Tutorial 6:
5th International Conference on Reliable Software Technologies
(Ada-Europe 2000) June 26-30, 2000, Potsdam (Berlin), Germany
Tree-Based Reliability Models (TBRMs) for
Early Reliability Measurement and Improvement
Prof. Jeff Tian, SMU, Dallas, Texas, USA
Time: Monday, June 26, 2000
Duration: Half day (afternoon)
1. General Information
This tutorial surveys recent developments in software reliability engineering,
particularly recent work in using tree-based reliability models (TBRMs)
in analyzing product reliability and identifying high risk areas for focused
reliability improvement for large software systems.

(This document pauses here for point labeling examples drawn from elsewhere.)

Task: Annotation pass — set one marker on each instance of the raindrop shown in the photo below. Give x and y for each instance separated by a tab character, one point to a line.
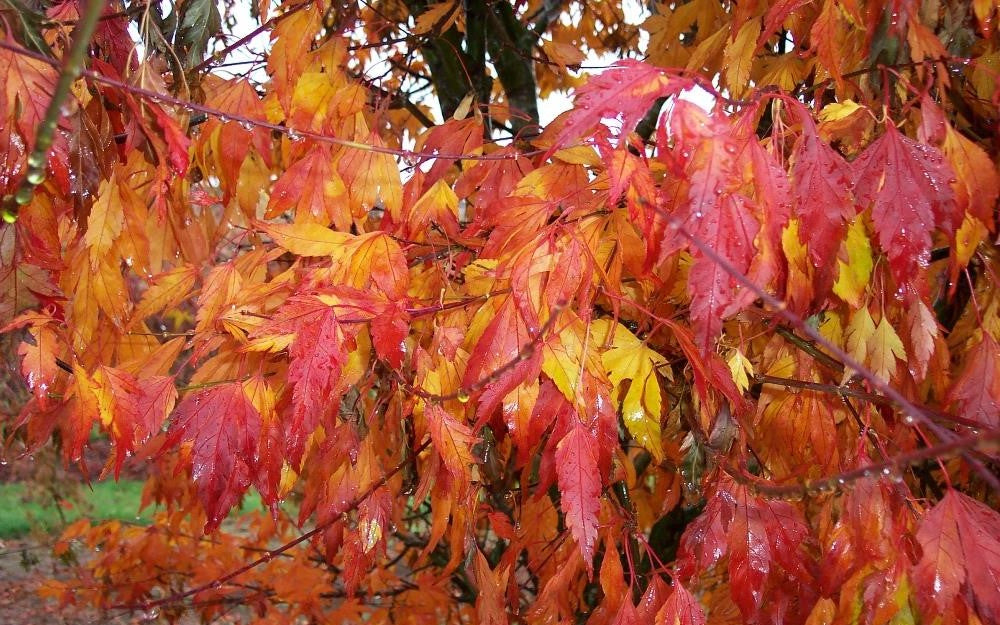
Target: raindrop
23	196
36	160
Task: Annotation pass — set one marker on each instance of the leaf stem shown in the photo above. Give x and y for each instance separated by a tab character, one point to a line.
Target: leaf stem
72	69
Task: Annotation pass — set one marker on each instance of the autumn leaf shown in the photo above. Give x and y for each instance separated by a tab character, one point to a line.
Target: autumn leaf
976	391
222	427
580	487
961	554
823	200
634	85
680	608
452	440
167	290
311	187
317	355
907	186
884	348
738	57
105	222
630	359
306	239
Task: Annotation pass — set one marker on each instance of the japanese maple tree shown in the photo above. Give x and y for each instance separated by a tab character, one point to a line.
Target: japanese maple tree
720	344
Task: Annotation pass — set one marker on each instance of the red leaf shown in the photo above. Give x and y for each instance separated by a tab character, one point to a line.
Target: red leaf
976	392
317	356
154	402
730	231
311	186
223	427
749	560
960	538
177	141
715	214
580	487
680	608
627	90
908	185
452	440
762	538
823	201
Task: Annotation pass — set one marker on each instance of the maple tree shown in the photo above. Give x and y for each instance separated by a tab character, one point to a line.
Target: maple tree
654	362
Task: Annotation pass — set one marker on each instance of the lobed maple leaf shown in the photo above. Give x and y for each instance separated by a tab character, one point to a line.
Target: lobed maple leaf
823	199
222	427
680	608
961	557
579	487
626	90
907	184
452	440
976	391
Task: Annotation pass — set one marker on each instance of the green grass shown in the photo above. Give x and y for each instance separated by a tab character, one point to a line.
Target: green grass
22	511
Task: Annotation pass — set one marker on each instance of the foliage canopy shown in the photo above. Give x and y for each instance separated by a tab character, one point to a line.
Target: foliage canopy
650	363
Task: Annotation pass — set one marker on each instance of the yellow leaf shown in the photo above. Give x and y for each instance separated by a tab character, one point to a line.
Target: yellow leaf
741	369
562	54
630	359
708	51
838	110
852	279
738	58
786	71
306	239
480	276
978	181
105	222
884	347
217	294
859	331
799	290
984	75
452	439
969	235
438	18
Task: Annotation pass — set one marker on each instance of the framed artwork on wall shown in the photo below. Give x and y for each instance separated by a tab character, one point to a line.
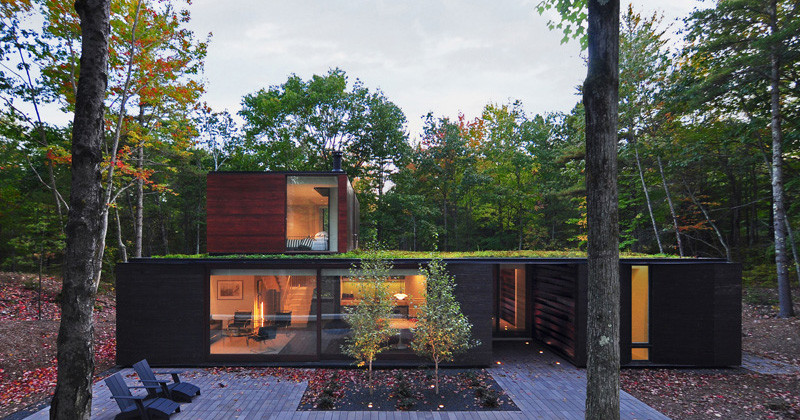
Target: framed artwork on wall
229	290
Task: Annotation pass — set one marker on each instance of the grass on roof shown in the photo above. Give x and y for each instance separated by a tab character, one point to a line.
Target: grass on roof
390	254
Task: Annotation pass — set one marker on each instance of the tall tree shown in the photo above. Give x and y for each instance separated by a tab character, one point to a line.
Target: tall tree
601	100
745	53
84	249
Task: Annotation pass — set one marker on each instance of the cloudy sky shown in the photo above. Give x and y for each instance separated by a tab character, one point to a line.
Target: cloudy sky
443	56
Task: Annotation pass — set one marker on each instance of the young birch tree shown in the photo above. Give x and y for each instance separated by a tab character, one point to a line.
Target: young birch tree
369	320
73	394
442	331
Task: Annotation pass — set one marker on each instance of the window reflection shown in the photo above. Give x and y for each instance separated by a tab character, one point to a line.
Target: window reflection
339	292
310	202
263	312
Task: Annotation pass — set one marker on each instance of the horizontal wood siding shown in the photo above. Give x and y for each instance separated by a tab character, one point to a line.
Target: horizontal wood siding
554	306
246	212
161	313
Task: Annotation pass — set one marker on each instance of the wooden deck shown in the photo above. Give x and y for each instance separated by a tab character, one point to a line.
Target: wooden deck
542	385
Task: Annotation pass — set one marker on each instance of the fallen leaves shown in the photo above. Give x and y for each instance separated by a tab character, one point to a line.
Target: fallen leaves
28	347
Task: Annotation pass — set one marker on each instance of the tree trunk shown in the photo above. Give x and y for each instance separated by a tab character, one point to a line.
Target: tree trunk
710	222
436	363
163	225
123	250
647	197
73	398
790	235
671	207
138	221
778	209
601	99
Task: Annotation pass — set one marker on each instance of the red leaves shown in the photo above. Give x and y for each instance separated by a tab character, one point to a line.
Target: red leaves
35	381
28	376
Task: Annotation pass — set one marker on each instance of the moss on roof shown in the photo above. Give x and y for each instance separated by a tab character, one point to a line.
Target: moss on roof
417	254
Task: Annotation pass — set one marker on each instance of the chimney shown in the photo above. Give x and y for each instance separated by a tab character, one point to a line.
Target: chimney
337	161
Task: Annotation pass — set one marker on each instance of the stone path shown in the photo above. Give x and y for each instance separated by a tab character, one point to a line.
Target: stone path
766	366
541	384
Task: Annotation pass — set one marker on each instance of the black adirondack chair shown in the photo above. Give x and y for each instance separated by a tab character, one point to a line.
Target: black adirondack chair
176	391
264	333
241	323
137	406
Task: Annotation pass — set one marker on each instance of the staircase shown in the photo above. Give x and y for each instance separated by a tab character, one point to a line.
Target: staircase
298	300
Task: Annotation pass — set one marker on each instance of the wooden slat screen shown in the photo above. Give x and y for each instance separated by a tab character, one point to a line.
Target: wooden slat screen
554	289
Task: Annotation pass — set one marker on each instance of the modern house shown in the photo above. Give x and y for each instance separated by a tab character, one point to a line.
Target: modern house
290	308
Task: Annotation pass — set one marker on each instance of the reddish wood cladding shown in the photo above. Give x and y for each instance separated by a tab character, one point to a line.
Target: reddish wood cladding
246	213
344	233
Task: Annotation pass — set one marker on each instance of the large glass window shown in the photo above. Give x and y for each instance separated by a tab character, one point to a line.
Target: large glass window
511	304
263	312
640	312
311	213
339	291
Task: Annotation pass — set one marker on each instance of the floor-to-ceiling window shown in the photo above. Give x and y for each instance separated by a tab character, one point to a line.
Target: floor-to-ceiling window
340	291
511	303
312	213
640	312
273	312
263	312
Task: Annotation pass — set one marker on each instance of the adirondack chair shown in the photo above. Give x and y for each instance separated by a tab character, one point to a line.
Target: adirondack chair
176	391
264	333
137	406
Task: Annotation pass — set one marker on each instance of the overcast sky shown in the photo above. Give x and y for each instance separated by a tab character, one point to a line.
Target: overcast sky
443	57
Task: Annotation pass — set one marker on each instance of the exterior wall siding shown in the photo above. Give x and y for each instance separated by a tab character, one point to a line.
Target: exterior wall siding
474	291
161	313
695	309
246	212
555	292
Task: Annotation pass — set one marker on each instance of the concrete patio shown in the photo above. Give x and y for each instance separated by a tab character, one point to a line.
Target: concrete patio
542	385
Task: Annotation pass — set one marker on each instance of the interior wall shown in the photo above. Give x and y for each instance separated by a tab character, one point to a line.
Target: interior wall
229	307
520	298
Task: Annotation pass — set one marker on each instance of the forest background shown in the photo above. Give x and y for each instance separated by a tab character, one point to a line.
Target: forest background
695	143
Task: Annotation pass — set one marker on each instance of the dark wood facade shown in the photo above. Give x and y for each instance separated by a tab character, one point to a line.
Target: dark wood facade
246	212
694	309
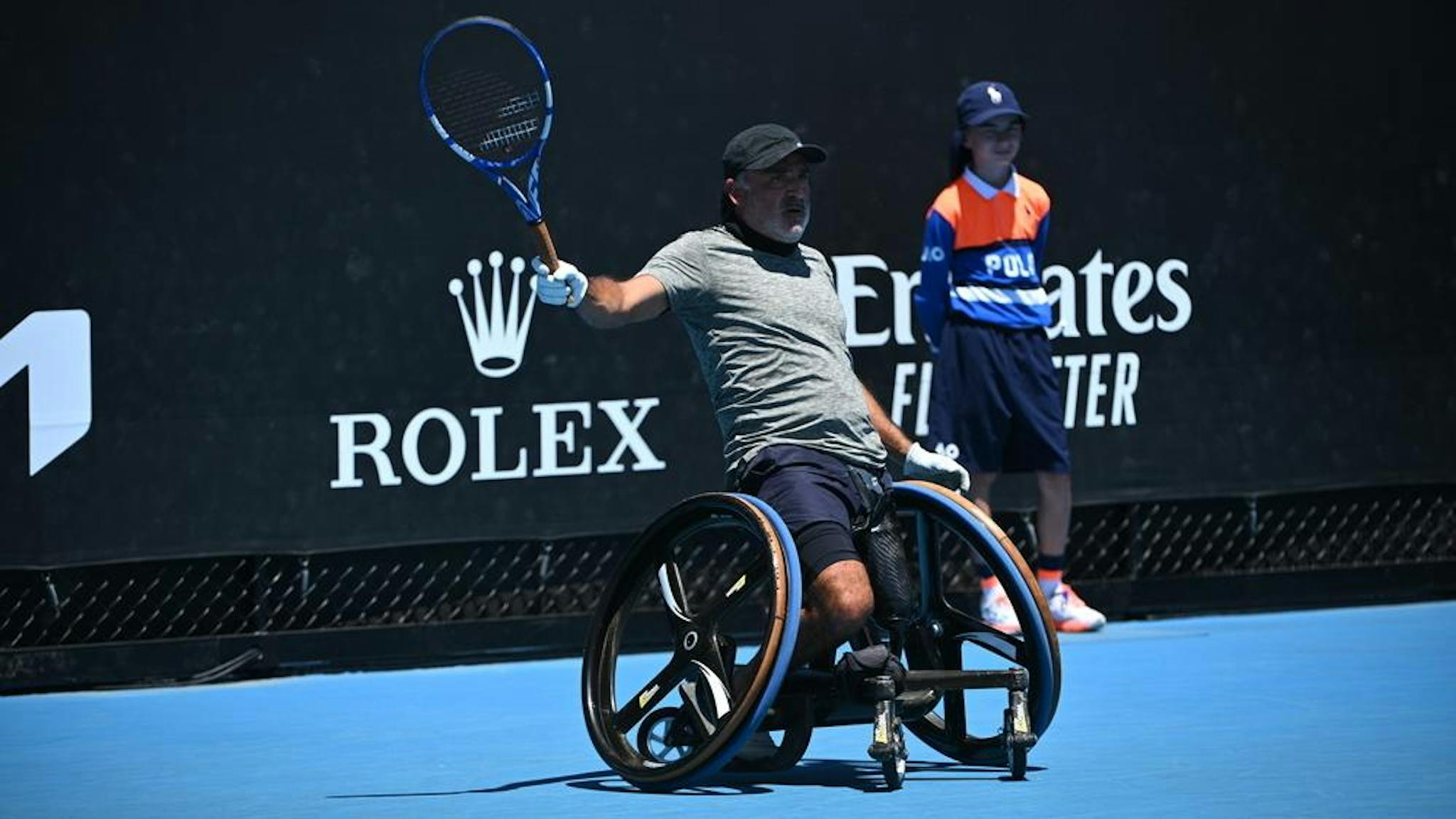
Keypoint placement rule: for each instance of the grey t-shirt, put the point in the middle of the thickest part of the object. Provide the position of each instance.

Environmental constraints and existing analysis techniques
are carefully examined to select appropriate existing techniques
and develop new ones to build our integrated approach,
implementation strategies, and support tools suitable for
large software systems.
Specific activities in our integrated approach include:
- measure definition,
- data gathering,
- graphical test activity and defect tracking,
- overall quality assessment using software reliability growth models
(SRGMs),
- identification of problematic areas and risk management using TBRMs,
- followup actions and strategy validation.
Various existing software tools have been adapted
and integrated to support these analysis and modeling activities.
This approach has been used in the testing phase of several large
software products developed in the IBM Software Solutions Toronto Laboratory
and was demonstrated to be effective and efficient.
More recently,
this approach has also been applied to improve the reliability
of telecommunication software systems developed at Nortel Networks,
with promising initial results.
Various practical problems and solutions in implementing this strategy
are also discussed.
1.1. Keywords
- large software systems,
- reliability,
- testing,
- risk identification and management,
- tools and environments.
1.2. Audience
The tutorial is designed for general technical audience,
such as the general audience in
any of the related technical conferences.
Familiarity with the general software development activities,
process, and concept of quality is assumed. But no specific knowledge
about software reliability engineering and risk identification
techniques is assumed.
1.3. Reading Material
Each participant of the tutorial will be provided with a tutorial
notes packet, including the following material:
- General tutorial information (this document).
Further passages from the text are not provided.